A new hardwood floor will greatly improve the look of your home, and may also increase its value for when you sell it. Hiring the right flooring contractor to do the job professionally is key, but you can play a role in the success of the new flooring. The last thing you want is a creaky floor, as the constant sound as people walk across it can be disruptive. Fortunately, this issue is typically easy to address, and you can do the work yourself to save on the cost of the flooring installation. Anyone can complete these steps with a few basic supplies and the right know-how. Here's how to proceed.
Buy The Right Supplies
The process of reducing the creakiness of a hardwood floor begins before the hardwood goes down. When the bare plywood is exposed, perhaps after you've had the other flooring torn up, screwing down a series of screws throughout the floor will increase its stability and reduce any creaking.

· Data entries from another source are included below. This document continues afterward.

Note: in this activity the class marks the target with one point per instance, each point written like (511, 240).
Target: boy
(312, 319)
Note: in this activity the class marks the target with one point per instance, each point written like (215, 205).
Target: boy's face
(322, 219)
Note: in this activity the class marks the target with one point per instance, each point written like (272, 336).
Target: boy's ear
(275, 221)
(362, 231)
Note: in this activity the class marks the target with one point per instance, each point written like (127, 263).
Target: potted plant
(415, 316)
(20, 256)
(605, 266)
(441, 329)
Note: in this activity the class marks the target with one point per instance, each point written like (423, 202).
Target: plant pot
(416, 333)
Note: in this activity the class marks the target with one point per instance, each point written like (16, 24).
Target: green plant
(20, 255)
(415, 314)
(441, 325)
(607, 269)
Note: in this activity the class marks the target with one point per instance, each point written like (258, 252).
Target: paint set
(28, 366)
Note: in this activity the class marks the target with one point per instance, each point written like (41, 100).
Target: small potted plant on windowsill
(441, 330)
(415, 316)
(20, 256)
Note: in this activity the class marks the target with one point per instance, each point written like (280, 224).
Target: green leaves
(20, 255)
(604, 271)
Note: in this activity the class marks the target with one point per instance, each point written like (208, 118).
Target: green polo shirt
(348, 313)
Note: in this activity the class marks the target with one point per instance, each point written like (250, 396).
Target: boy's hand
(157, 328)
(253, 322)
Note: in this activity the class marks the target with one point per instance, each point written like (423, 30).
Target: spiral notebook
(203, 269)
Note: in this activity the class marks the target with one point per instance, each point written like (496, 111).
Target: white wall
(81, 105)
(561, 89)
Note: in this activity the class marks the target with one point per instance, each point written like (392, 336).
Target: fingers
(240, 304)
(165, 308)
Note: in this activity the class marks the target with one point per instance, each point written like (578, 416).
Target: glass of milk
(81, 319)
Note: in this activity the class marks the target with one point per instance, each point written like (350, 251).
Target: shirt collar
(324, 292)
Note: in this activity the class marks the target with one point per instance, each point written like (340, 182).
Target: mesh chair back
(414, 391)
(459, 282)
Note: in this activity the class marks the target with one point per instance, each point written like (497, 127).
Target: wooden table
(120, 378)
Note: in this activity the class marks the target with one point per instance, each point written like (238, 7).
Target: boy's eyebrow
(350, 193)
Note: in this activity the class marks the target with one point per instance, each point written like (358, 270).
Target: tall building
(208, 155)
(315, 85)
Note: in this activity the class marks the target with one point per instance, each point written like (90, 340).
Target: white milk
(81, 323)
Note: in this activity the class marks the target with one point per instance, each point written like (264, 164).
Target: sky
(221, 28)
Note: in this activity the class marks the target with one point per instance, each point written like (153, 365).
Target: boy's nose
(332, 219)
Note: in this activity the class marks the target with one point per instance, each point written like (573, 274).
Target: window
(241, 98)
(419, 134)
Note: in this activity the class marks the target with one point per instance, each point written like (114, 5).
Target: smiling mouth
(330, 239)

To complete this job, you'll need a power drill and a large box of floor screws. It's also a good idea to invest in a quality pair of knee pads, as you'll be performing the entire job while kneeling.
Understand The Process
Before you jump into the job, take a minute to survey the room and truly understand what you need to do. When you look at the bare plywood floor, you'll see several straight lines of nails or screws. This hardware is holding the plywood to the flooring joists below; the nails or screws are hammered or screwed along the length of each joist, so the heads of the hardware indicate the placement of the joists. Typically, the hardware will be visible every few inches, although this can differ depending on how the floor is installed. You'll need to drive your screws between each of the existing nails or screws.
Doing The Job
Load a screw in your power drill, kneel so that you're right over the joist, and screw the screw into place. You'll know that it has grabbed hold of the joist when the screw head buries itself into the plywood slightly. Make sure that the screw heads are below the level of the plywood; if they're too high, they'll interfere with the placement of the hardwood flooring. Occasionally, you may miss one of the joists; this is evident when the screw doesn't pull itself down into the plywood. Rather, it will typically get cinched down and then spin. Simply reserve the drill, pull the screw back up, and drive it again. Repeat the process along each of the joists, and you'll be glad you invested time in this project once the hardwood is down.